Ich habe einem Kellner die Lage erklärt, kein Problem, sagte er und erklärte, wo ich einen Geldautomaten fände. Ich also raus, nach 20 Minuten wieder da und bezahlt. Der Kellner schien überrascht, dass ich wirklich wiederkomme und bezahle. Er bedanke sich extra dafür.

Vorgestern in unserem Kaff am Niederrhein nochmal

Ich abends auf dem Weg nach Hause und seit dem Morgen (Brötchen) nichts gegessen.
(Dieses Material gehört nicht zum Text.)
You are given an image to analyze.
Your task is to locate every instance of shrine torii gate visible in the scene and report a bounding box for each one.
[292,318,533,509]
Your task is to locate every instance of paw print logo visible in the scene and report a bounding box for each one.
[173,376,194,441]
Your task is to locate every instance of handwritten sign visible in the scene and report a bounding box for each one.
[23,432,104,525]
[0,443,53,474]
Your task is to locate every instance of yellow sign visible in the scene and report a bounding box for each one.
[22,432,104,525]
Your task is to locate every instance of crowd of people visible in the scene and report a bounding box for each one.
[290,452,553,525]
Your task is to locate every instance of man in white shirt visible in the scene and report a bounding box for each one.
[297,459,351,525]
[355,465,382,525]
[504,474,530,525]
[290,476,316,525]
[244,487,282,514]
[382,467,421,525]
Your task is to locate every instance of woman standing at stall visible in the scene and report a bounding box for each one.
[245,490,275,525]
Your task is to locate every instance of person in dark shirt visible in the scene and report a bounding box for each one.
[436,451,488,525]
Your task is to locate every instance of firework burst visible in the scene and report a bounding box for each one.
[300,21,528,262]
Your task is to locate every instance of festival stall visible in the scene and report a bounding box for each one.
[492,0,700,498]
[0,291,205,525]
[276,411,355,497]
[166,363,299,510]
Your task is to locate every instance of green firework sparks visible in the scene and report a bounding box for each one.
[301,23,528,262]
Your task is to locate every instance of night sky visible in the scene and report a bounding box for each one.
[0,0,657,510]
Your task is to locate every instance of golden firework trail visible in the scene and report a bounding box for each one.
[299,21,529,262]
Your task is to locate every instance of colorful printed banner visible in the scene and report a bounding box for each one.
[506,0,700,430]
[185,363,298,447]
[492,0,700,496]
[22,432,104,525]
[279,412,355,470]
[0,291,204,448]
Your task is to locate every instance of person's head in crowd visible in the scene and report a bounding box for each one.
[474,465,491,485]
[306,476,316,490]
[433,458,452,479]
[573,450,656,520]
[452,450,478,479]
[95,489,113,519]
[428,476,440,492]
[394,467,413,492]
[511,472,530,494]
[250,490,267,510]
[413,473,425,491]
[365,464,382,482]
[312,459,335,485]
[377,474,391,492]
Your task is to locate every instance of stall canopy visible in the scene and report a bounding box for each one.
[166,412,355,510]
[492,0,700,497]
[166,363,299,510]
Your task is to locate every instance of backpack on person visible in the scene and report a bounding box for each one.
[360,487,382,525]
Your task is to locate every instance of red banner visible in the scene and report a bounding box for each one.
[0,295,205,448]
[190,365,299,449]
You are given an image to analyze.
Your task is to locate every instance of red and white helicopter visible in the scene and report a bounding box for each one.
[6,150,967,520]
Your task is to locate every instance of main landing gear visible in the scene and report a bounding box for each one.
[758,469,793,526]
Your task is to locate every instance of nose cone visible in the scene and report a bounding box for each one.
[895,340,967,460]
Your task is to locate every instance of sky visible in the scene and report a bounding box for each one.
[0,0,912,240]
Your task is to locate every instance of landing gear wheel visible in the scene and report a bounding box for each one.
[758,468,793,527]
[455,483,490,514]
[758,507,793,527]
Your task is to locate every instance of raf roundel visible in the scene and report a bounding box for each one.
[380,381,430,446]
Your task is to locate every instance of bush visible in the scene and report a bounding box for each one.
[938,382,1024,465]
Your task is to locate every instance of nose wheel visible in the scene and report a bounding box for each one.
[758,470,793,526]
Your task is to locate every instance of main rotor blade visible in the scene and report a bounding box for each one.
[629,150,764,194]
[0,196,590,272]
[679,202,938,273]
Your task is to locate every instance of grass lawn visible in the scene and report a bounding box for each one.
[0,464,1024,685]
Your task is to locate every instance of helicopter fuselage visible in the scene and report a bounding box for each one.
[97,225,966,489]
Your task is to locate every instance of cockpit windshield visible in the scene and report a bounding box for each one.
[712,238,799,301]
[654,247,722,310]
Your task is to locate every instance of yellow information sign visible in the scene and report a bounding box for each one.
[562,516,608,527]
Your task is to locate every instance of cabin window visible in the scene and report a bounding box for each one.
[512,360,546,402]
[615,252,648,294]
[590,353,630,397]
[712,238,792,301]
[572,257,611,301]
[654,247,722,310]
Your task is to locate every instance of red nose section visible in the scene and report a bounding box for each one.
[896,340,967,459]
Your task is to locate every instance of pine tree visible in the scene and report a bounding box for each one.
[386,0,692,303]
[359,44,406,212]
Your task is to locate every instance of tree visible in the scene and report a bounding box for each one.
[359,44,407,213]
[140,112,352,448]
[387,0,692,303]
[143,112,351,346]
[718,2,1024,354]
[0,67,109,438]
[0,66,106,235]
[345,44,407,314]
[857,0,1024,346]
Also, rechts ran, rein in den „Samos Grill“, Pizza Tonno bestellt. „Ich bin in 10 Minuten wieder da“, versprach ich. Ich hatte nämlich wieder kein Bargeld dabei und musste noch eben zum Geldautomaten bei der Volksbank, einziger Geldautomaten im Umkreis von 10 Kilometern

Was passierte? Na, klar. „Der Geldautomat ist leider zur Zeit deffekt“, stand da auf dem Bildschirm.

Zurück im „Samos Grill“ war meine Pizza fertig. Ich erklärte die Situation, man gab mein Nachtmahl heraus und ich versprach, am nächsten Tag zu kommen und zu bezahlen.

Machte ich auch, aber wieder schienen alle gestern überrascht, dass da ein Trottel wirklich kommt und seine Rechnung bezahlt….

Was ich sagen möchte: Ehrlichkeit scheint in dieser Gesellschaft langsam zunehmend etwas Exotisches zu werden…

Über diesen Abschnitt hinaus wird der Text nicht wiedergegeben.